Digitization 101: Article: Linux to help the Library of Congress save American history

Tuesday, April 03, 2007

Article: Linux to help the Library of Congress save American history

Okay, what makes this article so interesting for me is that it describes the Scribe book-scanning system that has been developed by the Internet Archive. Here are the details:

Combination of hardware and free software
"takes high-quality images of books and then does a set of manipulations, gets them in optical character recognition and compressed, so you can get beautiful, printable versions of the book that are also searchable," according to Brewster Kahle
Works with Linux (Ubuntu); support for Windows has been dropped
Books are held in a V-shaped cradle
Uses two digital cameras
"Free software is used almost every step of the way"
Books are scanned at the Library of Congress and the files are processed at the Internet Archive (ah, the Internet) using a cluster of 1,000 machines
"Image processing for an average book takes about 10 hours on the cluster, and while the project still uses proprietary optical character recognition (OCR) software, Kahle says that many open source applications come into play, including the netpbm utilities and ImageMagick, and the software performs 'a lot of image manipulation, cropping, deskewing, correcting color to normalize it -- [it] does compression, optical character recognition, and packaging into a searchable, downloadable PDF; searchable, downloadable DjVu files; and an on-screen representation we call the Flip Book.'"

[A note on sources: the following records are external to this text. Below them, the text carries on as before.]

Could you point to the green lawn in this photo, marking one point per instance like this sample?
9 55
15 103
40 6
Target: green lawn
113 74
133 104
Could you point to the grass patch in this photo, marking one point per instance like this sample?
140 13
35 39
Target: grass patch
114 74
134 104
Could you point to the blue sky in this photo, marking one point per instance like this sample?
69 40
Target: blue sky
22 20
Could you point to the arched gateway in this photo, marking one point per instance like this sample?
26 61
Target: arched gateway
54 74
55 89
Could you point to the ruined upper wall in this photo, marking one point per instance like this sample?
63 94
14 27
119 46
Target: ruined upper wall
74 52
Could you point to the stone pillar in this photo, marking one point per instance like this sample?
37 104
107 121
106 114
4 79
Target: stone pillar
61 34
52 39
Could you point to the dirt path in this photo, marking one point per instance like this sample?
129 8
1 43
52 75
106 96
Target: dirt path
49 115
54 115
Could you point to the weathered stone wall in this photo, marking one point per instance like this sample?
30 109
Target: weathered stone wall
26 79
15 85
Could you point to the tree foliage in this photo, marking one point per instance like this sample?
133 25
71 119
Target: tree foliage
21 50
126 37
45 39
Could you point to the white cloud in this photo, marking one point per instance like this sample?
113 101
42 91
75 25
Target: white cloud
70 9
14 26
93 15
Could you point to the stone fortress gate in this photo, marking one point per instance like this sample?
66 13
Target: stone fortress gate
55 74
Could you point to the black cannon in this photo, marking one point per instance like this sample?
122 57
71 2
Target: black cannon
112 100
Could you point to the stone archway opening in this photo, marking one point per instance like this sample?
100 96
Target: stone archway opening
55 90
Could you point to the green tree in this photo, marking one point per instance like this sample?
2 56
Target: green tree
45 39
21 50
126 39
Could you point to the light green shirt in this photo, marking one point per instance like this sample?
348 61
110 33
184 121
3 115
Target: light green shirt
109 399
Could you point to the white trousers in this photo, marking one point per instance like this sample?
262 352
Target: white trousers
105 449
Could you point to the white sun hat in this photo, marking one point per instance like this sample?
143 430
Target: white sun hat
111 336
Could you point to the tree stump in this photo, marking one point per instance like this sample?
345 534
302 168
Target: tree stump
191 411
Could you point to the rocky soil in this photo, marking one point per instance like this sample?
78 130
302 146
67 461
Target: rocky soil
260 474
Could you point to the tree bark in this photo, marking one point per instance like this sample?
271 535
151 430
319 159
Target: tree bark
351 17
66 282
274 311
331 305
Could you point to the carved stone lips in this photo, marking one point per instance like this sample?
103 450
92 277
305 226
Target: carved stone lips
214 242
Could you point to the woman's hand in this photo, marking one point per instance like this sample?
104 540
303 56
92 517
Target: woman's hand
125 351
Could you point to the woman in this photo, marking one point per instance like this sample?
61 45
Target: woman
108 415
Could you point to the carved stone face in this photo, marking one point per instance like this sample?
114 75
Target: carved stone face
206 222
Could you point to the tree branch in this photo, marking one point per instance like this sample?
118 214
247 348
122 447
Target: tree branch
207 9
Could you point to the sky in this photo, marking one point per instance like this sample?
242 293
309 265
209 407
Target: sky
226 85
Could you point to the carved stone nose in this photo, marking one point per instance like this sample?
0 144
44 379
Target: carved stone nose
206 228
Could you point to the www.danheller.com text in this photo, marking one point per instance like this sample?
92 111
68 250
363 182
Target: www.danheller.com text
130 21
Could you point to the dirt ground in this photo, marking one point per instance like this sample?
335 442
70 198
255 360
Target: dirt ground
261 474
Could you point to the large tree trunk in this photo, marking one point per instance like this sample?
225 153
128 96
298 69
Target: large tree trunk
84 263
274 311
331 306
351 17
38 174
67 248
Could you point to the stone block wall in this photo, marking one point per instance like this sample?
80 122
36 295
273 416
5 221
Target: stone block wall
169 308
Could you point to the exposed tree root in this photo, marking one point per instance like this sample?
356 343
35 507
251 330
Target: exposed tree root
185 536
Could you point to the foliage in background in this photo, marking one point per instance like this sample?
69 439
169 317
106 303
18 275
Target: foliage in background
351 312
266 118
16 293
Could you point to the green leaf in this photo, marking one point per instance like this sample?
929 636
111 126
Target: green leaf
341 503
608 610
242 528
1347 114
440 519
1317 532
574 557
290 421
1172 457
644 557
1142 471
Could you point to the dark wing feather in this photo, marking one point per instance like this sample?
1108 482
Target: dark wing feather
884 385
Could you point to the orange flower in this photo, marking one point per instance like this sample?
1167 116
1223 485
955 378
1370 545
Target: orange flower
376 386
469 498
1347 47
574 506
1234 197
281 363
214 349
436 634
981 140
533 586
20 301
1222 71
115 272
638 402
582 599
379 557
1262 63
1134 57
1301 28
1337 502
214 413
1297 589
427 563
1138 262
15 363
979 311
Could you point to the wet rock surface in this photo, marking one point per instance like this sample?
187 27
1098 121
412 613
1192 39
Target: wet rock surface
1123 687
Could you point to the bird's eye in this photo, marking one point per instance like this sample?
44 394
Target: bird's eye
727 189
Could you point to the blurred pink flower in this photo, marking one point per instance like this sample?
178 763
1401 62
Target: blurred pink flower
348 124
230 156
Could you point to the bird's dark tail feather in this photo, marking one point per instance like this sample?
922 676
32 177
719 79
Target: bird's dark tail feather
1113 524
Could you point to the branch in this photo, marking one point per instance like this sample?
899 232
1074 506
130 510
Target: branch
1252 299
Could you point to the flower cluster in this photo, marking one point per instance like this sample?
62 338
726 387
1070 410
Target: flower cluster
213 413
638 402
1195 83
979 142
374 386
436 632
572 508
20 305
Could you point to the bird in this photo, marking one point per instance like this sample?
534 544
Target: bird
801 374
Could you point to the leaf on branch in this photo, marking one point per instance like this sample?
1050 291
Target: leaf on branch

The Open Content Alliance has 40 members and is currently digitizing 12,000 books per months across five locations.

And what is being digitized at the Library of Congress? Well, it includes "Civil War and genealogical documents, technical and artistic works concerning photography, scores of books, and the 850 titles written, printed, edited, or published by Benjamin Franklin." Very cool!

Thanks to the digitizationblog for finding this article. Mark, you truly made my day!